Part two of our article about "robots.txt best practices guide + examples" is about setting up your newly created robots.txt file.
If you are not sure how to create your own robots.txt file or if you are not sure what you are, go to our first part of this article series, "robots.txt best practice guide + examples" where you are listed are to learn the ins and outs of what a robots.txt file is and how you can set it up correctly. Even if you have been in the SEO game for a while, the article offers a great refresher course.
Add a robots.txt file to your site
A robots.txt file is usually stored in the root of your website so that it can be found. For example, if your site was https://www.mysite.com, your robots.txt file would be found here: https://www.mysite.com/robots.txt. By placing the file at the root or the root of your site, you can manage the crawling of all URLs under the domain https://www.mysite.com.
It is also important to know that a robots.txt is case sensitive, so make sure you delete the & # 39; robots.txt & # 39; and not something like robots.txt, ROBOTS.TXT, robotsTXT or any other variation with capital letters.
Why a robots.txt file is important
A robots.txt is just an ordinary text file, but that "regular" text file is extremely important because it is used to let search engines know exactly where they can and cannot get to your site. That is why it is an extremely important part of your website.
After you've added your brand new robots.txt file to your site or just make updates to your current robots.txt file, it's important to test it to make sure it works the way you want.
Although there are many sites and different tools that you can use to test your robots.txt file, you can still use the Google robots.txt file tester in the old version of Search Console. Log in to your site's Search Console, scroll down to the bottom of the page and click → Go to Old Version
Then click Crawl → robots.txt tester
From here you can test your site's robots.txt file by adding the code from your file to the box and then clicking the "test" button.
If all goes well, the red test button should now be green and must have switched to & # 39; Allowed & # 39 ;. Once that happens, it means that your newly created or modified robots.txt file is valid. You can now upload your robots.txt file to the root of your site.
Google updates for robots.txt file standards effective from September 1
Google recently announced that there will be changes to how Google understands some of the unsupported guidelines in your robots.txt file.
From 1 September, Google will stop supporting unsupported and unpublished rules in the robot exclusion protocol. That means that Google no longer supports robots.txt files with the noindex directive in the file.
If you have used the noindex directive in your robots.txt file to control crawling in the past, there are a number of alternative options that you can use:
No-index in robot meta tags: both tags are supported in both the HTTP response heads and in HTML. However, the noindex guideline is the most effective way to remove URLs from the index when crawling is allowed.
404 and 410 HTTP status codes
Both status codes mean that the page does not exist, so URLs returning this code will be removed from the Google index once they have been crawled and processed.
Adding password protection is a great way to prevent Google from fully seeing and crawling pages on your site or your site (think of a dev version of the site). If you hide a page behind a login, it will be generally removed from the Google index because they are unable to enter the required information to continue to see what is behind the login. You can use the Subscription and paywalled content format for that type of content, but that is a completely different topic for another time.
Don't allow in robots.txt
Search engines can only index pages that they know (can find and crawl), so by blocking the page or pages from not being crawled, this usually means that the content is not indexed. It is important to remember that Google may still find and index those pages by other pages that link to them.
Delete Search Console URL tool
The search console removal tool offers you a quick and easy way to temporarily remove a URL from Google search results. We say temporarily because this option is only valid for around 90 days. After that, your url can reappear in the Google search results.
To make your removal permanent, you must follow the steps above
- Block access to content (password required)
- Add a noindex meta tag
- Create a 404 or 410 http status code
Making small adjustments can sometimes have major consequences for your SEO sites and using a robots.txt file is one of those adjustments that can make a significant difference.

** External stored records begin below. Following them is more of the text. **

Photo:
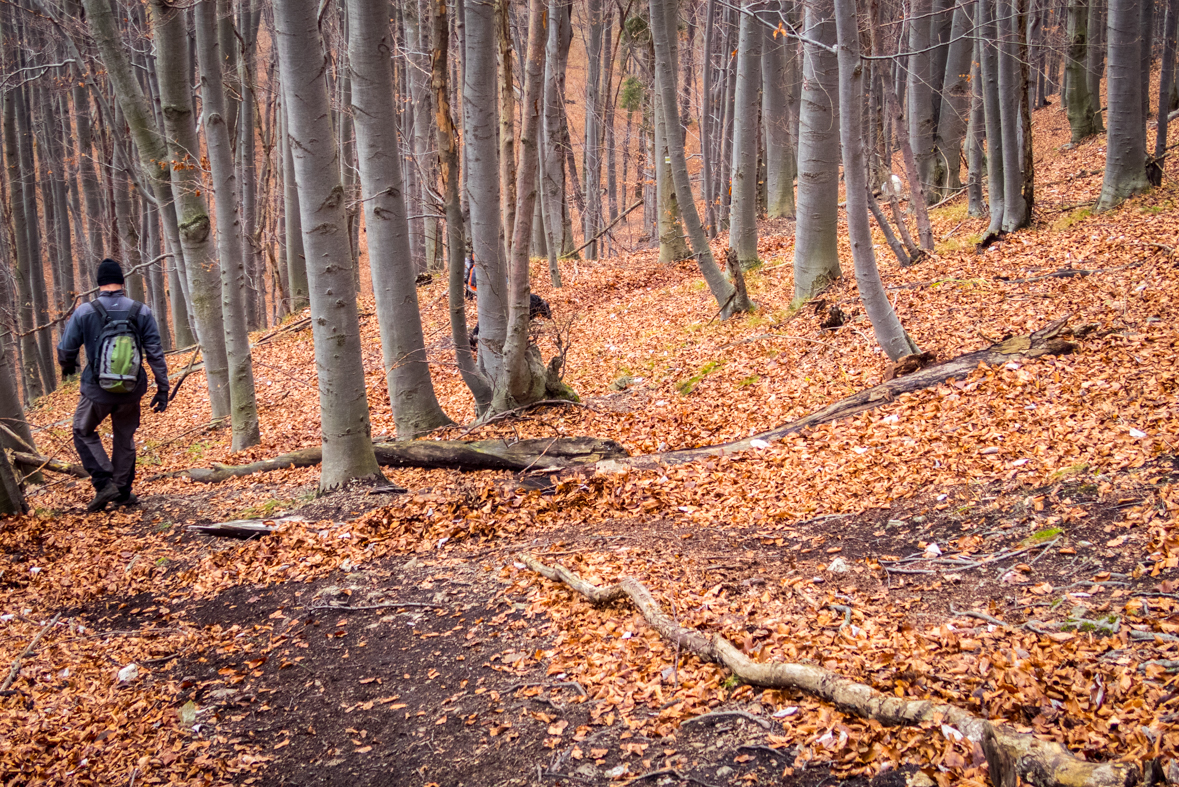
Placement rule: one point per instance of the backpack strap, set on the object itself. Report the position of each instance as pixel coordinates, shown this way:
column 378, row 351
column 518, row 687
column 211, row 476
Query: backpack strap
column 101, row 310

Remember that your robots.txt file must be uploaded to the root of your site and & # 39; robots.txt & # 39; must be mentioned to find it. This small text file is a must for any website and adding a robots.txt file to the root of your site is a very simple process
I hope this article has helped you learn how to add a robots.txt file to your site, as well as the importance of having a file. If you want to know more about robots.txt files and you have not yet done so, you can read part of this article series: "robots.txt best practice guide + examples".
What is your experience creating robots.txt files?
Michael McManus is Earned Media (SEO) Practice Lead at iProspect.
A PWA is a mobile-friendly website that behaves like an app, but does not have to be downloaded in order to be used. Case studies & # 39; s from Starbucks and Forbes included.
What is considered as duplicate content? What steps can you take to ensure that this does not impede your SEO efforts? Urgent SEO questions answered.
If you care about where and how you appear on search engines, Google Search Console and its updates are of great importance to you.
In part three, we learn how to automatically group pages using machine learning to restore SEO site traffic with Python.